> chapitre 3 <
Une violente secousse m'arrache de mon sommeil comateux. Je mets quelques secondes avant de me repérer, les ceintures de la voiture s'enfonçant entre mes côtes. Mon visage me brûle et je n'ose pas exercer un simple mouvement.
« - Mmh... Je comprends.
-...
- Oui.
-...
- Il dort.
-...
- Non à l'hôpital ils ne pou-.
-...
- C'est ce que j'allais faire.
-...
- Je sais.
-...
- Merci, vraiment.
-...
- Non, il faut que je parte.
-...
- Je sais que je peux te faire confiance.
-...
- Oui.
-...
- Toi aussi.
-...
- Je t'appellerai ce soir.
-...
- Je... Je sais pas Yoongi.
-...
- Merci, à ce soir. »
La voix grave de Taehyung s'éteint en même temps que l'appel téléphonique. Il jette l'appareil sur le siège du mort et repose sa main sur le volant. D'ici, je vois ses jointures blanchir tant il le serre. La lumière des phares taille son visage tendu et des traînées de sang sec soulignent ses yeux fatigués et sa peau trop pâle. Il ne bouge presque pas, crevant l'autoroute sous les limites de vitesse, sûrement pour ne pas déranger mon sommeil.
« - Taehyung ? »
Il pile. Freinant brusquement au milieu de la route dans un son qui m'arrache les tympans.
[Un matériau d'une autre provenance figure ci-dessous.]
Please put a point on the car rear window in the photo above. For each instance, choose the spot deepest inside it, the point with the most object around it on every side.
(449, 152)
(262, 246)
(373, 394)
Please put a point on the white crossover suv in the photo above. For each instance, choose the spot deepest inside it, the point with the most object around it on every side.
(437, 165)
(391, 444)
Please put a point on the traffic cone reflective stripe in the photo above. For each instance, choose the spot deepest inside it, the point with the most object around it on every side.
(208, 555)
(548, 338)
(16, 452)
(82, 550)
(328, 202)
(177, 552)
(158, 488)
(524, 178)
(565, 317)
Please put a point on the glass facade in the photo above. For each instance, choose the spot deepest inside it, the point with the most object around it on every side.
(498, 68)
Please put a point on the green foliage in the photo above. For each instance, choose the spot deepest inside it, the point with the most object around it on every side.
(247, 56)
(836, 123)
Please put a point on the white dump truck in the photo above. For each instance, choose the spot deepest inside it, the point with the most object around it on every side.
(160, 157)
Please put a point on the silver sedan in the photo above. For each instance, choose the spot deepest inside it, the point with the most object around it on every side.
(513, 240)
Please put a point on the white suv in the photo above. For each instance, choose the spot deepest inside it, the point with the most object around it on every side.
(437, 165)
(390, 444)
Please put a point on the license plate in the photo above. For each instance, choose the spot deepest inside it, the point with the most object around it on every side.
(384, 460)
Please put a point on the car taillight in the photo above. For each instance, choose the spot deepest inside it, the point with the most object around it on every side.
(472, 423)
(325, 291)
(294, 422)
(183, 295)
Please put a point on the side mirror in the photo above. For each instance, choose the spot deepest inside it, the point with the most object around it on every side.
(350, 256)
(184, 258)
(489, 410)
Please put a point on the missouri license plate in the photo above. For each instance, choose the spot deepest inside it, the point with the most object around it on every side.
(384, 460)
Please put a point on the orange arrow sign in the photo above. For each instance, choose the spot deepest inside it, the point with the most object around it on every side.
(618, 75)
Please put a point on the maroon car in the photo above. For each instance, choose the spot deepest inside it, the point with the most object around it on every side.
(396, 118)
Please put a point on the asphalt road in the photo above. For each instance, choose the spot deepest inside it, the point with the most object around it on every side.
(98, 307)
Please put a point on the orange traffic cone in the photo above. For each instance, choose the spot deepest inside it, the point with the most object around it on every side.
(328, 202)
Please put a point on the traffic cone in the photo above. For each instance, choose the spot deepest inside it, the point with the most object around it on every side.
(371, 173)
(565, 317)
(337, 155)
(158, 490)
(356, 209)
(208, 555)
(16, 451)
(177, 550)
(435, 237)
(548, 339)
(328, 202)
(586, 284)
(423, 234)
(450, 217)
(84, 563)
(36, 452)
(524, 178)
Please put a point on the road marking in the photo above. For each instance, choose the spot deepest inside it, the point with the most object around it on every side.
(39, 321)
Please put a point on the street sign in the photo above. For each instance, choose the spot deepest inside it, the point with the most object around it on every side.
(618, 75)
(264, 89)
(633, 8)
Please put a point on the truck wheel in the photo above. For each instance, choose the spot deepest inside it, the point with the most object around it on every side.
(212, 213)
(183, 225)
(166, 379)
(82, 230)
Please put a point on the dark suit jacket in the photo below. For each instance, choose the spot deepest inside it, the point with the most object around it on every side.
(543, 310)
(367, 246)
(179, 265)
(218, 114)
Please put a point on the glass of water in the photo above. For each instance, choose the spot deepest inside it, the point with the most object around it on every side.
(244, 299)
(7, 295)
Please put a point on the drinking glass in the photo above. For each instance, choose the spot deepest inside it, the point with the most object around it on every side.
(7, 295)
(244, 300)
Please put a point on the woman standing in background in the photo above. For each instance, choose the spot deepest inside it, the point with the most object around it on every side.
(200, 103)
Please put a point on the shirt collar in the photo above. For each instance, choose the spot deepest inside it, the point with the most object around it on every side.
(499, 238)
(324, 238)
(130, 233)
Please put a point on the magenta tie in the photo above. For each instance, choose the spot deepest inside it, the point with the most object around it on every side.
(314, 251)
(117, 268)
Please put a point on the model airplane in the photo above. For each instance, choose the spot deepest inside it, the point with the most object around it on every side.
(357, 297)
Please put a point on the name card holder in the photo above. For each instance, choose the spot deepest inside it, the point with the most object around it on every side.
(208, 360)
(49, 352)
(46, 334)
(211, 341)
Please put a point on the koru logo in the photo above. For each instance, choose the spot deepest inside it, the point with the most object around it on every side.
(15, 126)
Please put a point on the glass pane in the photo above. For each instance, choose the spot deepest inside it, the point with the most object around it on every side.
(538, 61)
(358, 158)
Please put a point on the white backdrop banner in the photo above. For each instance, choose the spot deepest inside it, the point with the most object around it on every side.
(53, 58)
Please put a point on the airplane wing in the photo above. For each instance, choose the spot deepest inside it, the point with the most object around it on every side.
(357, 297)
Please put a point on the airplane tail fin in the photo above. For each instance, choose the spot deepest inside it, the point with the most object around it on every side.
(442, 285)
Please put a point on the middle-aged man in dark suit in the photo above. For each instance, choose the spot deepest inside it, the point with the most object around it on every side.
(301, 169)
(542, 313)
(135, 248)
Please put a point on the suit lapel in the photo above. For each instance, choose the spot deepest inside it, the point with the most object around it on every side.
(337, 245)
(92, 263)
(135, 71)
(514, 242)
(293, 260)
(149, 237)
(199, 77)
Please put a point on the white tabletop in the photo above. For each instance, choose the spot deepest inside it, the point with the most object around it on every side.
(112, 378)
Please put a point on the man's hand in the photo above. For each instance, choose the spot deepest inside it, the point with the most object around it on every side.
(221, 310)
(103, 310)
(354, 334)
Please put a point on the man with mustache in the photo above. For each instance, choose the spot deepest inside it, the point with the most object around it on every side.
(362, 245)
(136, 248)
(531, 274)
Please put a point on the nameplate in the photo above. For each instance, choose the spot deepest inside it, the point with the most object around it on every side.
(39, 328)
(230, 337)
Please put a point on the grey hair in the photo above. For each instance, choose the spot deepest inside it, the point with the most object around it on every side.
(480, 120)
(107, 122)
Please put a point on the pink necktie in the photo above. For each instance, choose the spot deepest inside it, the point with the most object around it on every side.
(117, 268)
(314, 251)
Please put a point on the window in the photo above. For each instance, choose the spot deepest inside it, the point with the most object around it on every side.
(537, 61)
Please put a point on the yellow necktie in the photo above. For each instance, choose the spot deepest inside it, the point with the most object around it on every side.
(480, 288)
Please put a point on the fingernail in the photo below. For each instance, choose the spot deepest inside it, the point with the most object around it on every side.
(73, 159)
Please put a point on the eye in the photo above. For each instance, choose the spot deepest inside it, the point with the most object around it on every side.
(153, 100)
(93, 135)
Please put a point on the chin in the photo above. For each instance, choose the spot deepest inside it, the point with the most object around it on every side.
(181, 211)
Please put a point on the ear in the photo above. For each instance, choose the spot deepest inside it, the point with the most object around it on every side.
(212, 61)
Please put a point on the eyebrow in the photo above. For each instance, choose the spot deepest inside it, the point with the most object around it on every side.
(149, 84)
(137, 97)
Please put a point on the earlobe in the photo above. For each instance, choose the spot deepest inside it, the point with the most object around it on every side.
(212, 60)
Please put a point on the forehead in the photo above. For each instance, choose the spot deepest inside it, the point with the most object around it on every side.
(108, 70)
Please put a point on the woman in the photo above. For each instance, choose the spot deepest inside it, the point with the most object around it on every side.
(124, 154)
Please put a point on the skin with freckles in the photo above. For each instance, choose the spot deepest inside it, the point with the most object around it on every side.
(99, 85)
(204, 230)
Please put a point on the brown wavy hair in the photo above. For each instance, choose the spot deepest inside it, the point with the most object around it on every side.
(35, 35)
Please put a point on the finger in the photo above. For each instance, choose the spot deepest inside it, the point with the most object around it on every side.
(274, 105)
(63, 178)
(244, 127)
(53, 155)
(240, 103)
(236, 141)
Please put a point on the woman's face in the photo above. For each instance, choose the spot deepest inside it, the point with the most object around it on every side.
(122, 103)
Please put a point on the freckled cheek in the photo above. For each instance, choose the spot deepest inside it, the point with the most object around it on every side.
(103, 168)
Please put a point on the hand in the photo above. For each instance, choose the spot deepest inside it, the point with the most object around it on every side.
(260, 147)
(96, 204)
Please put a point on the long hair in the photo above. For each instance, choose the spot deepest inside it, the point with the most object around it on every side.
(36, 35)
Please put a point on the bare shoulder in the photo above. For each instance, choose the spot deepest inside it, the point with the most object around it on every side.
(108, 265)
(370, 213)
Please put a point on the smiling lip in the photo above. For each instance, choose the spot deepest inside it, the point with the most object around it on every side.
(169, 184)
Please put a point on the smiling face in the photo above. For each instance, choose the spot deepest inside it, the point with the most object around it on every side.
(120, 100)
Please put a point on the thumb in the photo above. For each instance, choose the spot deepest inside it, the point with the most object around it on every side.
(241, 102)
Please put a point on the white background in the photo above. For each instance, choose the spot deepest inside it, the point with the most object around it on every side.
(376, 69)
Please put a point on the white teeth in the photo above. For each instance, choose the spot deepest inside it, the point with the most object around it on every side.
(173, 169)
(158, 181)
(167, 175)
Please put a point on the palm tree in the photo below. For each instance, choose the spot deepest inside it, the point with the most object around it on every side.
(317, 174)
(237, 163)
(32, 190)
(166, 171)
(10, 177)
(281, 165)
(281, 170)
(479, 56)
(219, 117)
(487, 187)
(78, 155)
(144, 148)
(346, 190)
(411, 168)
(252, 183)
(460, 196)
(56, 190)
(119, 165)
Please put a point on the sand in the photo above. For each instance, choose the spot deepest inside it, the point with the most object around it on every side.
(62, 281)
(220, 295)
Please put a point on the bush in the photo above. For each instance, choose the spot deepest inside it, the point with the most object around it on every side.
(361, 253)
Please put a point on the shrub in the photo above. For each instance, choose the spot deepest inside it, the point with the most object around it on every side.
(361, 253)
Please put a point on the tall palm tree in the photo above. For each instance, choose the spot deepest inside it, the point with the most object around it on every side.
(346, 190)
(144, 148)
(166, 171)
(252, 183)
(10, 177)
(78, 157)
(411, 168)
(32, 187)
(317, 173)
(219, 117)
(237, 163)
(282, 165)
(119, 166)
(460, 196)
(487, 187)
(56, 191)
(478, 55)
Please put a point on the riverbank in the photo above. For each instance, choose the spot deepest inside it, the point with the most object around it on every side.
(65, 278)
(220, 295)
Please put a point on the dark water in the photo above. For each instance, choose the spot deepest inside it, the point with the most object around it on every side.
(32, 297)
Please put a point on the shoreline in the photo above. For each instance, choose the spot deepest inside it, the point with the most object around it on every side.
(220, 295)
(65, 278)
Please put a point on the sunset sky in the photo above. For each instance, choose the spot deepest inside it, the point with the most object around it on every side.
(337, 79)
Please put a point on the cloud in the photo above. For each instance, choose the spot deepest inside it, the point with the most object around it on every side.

Fort heureusement, aucune voiture ne le suivait et il redémarre aussitôt, accélérant légèrement.
« - Putain, tu m'as fait peur.
- Excusez-moi.
- Ça va. Tu te sens comment ? »
Il jette des coups d'oeil furtifs dans le rétroviseur central, m'observant d'un regard puant l'inquiétude.
« - Ça fait mal. »
Quel doux euphémisme.
« - Je suis désolé, on est bientôt arrivé, tu vas pouvoir te reposer et te soigner.
J'essaye d'ignorer le ton tranchant et froid qui travestit sa voix.
" - Où est-ce qu'on est ?
- Busan. »
Busan.
Je suis à Busan.
Je n'ose pas lui demander la raison pour laquelle nous sommes là et me recouche. Pendant quelques minutes, le silence règne dans l'habitacle et je fixe le plafond vibrant où la lumière de la route fréquentée fuse.
« - Rendors-toi, on en a encore pour une bonne demi-heure., fait Taehyung, brisant le silence. »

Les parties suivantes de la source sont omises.